I do Not want to be Lord of the Flies!
March 16, 2019 7:04 PM   Subscribe

The “parrot house” suddenly has an annoying new species....small flies ( not fruit flies but ones I think people call helicopter flies). I suspect they arrived in a bale of straw that has been moved outside. Spring bounced on Oregon this week, creating the swarm and giving me the chance to open windows and doors for thorough cleaning.

But most of them stayed inside......arrrgh. Have bug zappers and fly strips engaged - hoping for some more suggestions. Will need to be mechanical versus chemical, coz, birds. There will always be poop and I am being more proactive in getting fresh food leftovers dealt with in a timely manner.
Thoughts? Thanks
Oh yeah, parrot tax 2 of 7 🙂
posted by ZenMajek to Pets & Animals (5 answers total) 1 user marked this as a favorite
 
Try fly traps. Make your own with a narrow necked bottle and a yeasty/fruity liquid for them to drown in.
posted by SLC Mom at 7:22 PM on March 16, 2019 [2 favorites]


Best answer: Vacuum them out of the air. It’s also the quickest and best way to get rid of fruit flies. I park my canister vacuum in the kitchen for a day or so when fruit flies appear and suck them right out of the air.

Channel your inner Mr. Miyagi.
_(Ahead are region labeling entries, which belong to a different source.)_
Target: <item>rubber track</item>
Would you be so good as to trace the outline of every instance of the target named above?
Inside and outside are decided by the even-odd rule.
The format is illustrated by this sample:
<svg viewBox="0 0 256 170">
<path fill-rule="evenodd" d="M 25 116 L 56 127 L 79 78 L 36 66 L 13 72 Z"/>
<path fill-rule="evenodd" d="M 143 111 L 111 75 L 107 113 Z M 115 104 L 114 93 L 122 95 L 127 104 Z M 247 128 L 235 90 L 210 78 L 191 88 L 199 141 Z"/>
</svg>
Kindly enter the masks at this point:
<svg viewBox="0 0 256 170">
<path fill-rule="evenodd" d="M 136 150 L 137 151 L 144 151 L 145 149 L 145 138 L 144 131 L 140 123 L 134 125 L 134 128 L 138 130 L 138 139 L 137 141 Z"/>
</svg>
It may take several sucking sessions over the course of a day or so, and some tasty bait probably isn’t a bad idea.
posted by defreckled at 7:48 PM on March 16, 2019 [3 favorites]


Yes to sticky insect traps. "insect electric traps" (UV fluorescent tube based version) can also be effective.

The benefit to sticky insect traps is that you can enumerate - so you can have metrics associated with your flying insect pest amelioration protocols/ attempts on a year-to-year basis, with monthly/ weekly. daily granularity.

We have a nice UV electric trap at work, just outside my office door, but whenever a bug gets zapped, there's a LOUD 'zap.'

The electric ones a quite effective - the UV draws many biting insects - but the loud ZAP! gets on my nerves. But if I have one in the living room, I can still stay asleep through the night in the bedroom.
posted by porpoise at 8:47 PM on March 16, 2019


For fruit flies, I've had great success with a little bit of apple cider vinegar in a glass left out for a few days. I add a drop of liquid soap to reduce the surface tension for more certain drowning. Maybe that would work similarly for other types of small flies?
posted by abeja bicicleta at 4:14 AM on March 17, 2019 [1 favorite]


Best answer: The glue from those sticky traps is basically impossible to get off of feathers, so unless you know your birds won't go near them. So if your 'toos have clipped wings and you hang the sticky traps near the ceiling, that's probably be fine (we've done this in the past with our non-flighted parrots), but if your birds are flighted then I wouldn't use them.

The vinegar traps are a good idea, though. Knowing cockatoos, they'll probably try to find some way to get inside, but there's nothing in there that can actually hurt them.